Diversity e Inclusion rappresentano uno dei mezzi cruciali per aiutare le aziende a rafforzare il proprio business ed avere un tasso maggiore di innovazione per affrontare i mercati globali: abbiamo approfondito il tema insieme a Roberto D’Incau, headhunter & coach dal background culturale e professionale internazionale. D’Incau è il fondatore di Lang&Partners, una delle più prestigiose società di consulenza HR italiane, trova fra le sue pietre miliari proprio la Diversity & Inclusion, intesa come modo di essere e di intendere il business.
In relazione al tema Diversity & Inclusion, che clima riscontriamo nelle aziende italiane?
Il clima è molto vario: se dieci anni fa di D&I non si parlava proprio, oggi se ne parla molto, soprattutto nelle aziende di derivazione internazionale e in quelle italiane più grandi, o dove c’è un management più sensibile al tema: esempio nelle sessanta aziende, tra cui Lang&Partners, che fanno parte di www.parksdiversity.eu. La stragrande maggioranza delle PMI italiane però ancora non si occupa, purtroppo, di D&I.
Come si può gestire il coming out in ambiente lavorativo?
Per fare coming out in modo spontaneo e rilassato bisogna in primis avere fatto i conti col proprio orientamento sessuale; soprattutto, però, bisogna poter contare su un ambiente lavorativo open minded, dove ad esempio le battutine da caserma sui gay (molto più frequenti di quanto non si pensi) non trovino spazio e vengano stigmatizzate. Io dico sempre che il linguaggio fa la realtà, un conto è dire “Il dr. XY è ricchione”, un conto è dire “Il dr. YZ è gay ed è sposato col suo compagno”.
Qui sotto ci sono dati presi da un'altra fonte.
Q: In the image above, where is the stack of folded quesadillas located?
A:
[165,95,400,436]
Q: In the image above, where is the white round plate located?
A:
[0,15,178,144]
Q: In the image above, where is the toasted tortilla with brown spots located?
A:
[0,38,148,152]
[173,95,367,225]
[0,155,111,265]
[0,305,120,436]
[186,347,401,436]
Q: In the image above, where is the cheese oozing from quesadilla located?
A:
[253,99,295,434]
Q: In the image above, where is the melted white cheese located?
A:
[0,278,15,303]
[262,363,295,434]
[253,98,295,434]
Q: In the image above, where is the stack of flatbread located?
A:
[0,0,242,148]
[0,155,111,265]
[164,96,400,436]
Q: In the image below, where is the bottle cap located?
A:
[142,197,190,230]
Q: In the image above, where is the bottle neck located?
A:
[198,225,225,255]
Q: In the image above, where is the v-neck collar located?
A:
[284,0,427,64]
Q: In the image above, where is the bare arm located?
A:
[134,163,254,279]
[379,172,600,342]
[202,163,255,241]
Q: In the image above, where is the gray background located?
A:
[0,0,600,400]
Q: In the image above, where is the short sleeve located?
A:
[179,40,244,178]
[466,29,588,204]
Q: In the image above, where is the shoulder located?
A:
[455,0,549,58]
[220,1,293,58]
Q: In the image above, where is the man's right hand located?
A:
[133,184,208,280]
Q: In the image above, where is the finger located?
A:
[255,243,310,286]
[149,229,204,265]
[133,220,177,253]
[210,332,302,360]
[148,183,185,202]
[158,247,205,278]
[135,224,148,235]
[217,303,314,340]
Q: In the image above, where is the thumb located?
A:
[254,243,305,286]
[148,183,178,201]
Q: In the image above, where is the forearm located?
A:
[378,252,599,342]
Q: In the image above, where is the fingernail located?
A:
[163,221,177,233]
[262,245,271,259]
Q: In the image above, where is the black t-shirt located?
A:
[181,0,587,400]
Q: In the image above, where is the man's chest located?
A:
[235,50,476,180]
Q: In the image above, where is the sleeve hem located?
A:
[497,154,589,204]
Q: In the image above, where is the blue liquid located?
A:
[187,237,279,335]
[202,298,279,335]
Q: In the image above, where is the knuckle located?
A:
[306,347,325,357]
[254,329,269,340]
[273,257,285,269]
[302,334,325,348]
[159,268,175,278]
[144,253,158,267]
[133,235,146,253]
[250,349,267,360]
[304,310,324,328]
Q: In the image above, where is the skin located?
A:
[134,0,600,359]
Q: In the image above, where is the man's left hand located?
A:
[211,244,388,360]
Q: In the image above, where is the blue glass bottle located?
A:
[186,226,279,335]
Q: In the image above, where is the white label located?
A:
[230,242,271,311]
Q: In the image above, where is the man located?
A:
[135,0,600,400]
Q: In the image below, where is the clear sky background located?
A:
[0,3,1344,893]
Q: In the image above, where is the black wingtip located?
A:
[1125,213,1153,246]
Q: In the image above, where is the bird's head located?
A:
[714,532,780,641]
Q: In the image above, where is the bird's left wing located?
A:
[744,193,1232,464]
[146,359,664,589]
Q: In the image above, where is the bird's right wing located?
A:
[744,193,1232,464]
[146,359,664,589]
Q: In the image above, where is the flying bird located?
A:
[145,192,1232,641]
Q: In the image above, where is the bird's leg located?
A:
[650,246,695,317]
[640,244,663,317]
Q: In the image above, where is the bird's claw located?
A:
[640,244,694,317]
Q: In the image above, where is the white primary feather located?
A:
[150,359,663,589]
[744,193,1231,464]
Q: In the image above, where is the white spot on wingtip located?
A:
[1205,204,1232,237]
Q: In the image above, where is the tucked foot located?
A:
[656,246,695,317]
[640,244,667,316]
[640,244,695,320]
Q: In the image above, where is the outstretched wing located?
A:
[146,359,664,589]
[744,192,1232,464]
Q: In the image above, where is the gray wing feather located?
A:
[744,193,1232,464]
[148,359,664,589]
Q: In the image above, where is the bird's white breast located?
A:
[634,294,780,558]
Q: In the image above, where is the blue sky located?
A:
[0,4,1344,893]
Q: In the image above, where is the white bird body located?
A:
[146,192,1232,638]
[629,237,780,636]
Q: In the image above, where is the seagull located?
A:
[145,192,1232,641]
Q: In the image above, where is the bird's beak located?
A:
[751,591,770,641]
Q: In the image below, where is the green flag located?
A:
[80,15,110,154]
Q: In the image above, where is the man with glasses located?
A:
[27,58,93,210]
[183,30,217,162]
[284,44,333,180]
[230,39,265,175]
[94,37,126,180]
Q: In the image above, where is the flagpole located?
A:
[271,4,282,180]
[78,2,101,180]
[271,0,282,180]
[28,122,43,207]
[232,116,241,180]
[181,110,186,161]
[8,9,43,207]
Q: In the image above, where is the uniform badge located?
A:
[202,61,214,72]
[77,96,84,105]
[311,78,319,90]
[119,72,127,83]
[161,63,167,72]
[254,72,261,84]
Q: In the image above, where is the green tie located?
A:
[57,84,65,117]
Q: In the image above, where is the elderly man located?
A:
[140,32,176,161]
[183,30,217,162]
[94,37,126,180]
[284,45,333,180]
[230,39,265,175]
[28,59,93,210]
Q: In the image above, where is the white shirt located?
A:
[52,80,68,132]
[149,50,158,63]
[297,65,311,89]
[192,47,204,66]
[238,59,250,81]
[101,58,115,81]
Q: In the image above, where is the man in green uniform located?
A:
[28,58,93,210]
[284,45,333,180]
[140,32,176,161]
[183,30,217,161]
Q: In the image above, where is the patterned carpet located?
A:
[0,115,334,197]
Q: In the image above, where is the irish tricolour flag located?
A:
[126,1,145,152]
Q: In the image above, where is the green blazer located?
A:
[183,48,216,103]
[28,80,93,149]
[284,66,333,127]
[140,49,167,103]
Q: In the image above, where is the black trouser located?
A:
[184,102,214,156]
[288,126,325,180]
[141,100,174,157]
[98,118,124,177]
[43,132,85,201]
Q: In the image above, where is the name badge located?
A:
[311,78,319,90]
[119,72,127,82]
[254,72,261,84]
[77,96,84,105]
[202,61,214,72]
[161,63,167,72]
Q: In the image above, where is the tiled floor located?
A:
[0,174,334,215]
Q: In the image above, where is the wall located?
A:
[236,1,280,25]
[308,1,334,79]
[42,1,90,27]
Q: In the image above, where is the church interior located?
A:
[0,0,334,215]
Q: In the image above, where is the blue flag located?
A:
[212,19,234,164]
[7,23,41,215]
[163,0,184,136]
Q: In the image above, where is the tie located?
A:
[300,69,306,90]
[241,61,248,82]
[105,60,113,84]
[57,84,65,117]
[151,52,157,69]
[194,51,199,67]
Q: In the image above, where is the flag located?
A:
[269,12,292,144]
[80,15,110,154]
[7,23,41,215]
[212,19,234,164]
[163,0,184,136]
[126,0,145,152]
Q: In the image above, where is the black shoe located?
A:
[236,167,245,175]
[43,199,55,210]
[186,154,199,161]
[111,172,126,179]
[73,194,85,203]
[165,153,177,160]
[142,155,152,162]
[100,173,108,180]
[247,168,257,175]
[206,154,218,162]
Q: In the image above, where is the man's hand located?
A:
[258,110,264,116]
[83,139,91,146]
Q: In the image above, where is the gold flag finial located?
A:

La grande, triste verità è che la maggior parte del lavoratori LGBT Italiani (il 5-10% della forza lavoro) non lavorano ancora in aziende davvero inclusive.
In che modo occorre agire in azienda per far sì che la diversità possa essere vissuta appieno come valore aggiunto?
Bisogna lavorare sul cambiamento culturale: non basta dire “Per noi che un lavoratore sia etero o gay è indifferente”, bisogna lavorare sul cambiamento culturale sul tema in azienda. Un cambiamento effettivo, non solo cosmetico.
Formazione e cultura giocano un ruolo fondamentale: può indicarci un percorso educativo che possa favorire l’inclusione sul posto di lavoro?
Lang&Partners, la società di consulenza di cui sono CEO, offre ad esempio un vasto ventaglio formativo sul tema D&I: seminari sul tema delle diversity, group coaching per lavorare sui bias (pre-giudizi) individuali e di gruppo, formazione dei D&I council, coaching individuali sul management per lavorare sul superamento dei bias inconsci. Tutto questo, sia in aziende grandi che in aziende di dimensioni più contenute, laddove il top management ha capito che la diversity fa bene al business: favorire l’inclusione fa si che le risorse lavorino meglio, e favorisce il fatturato legato all’innovazione, che è direttamente proporzionale al livello di diversity del leadership team (vedi il recente studio di BCG sul tema).
In che modo è possibile costruire un gruppo di lavoro compatto, in un contesto variegato e ricco di differenze?
Farò un esempio: recentemente abbiamo erogato un seminario sul tema D&I in un’azienda cosmetica, dove apparentemente tutti erano fortemente “uguali”; in realtà, è emerso che tutti erano “diversi”, e si erano nella loro vita, per motivi diversi, almeno una volta, sentiti esclusi: chi per il peso, chi per il look, chi perché ciliaco, chi perché gay, chi perché di un background scolastico o culturale differente. La presa di coscienza, e l’affermazione chiara e sincera della propria specificità individuale, la propria diversity, ha creato in quel gruppo un legame fortissimo. Perché valorizzare le proprie differenze, e sapere che siamo tutti nella stessa barca, ci fa sentire molto più vicini, e ci aggiunge vero piacere al fatto di lavorare insieme. Finalmente, senza maschere inutili, tutti uniti per lo stesso obiettivi, uniti nella differenza.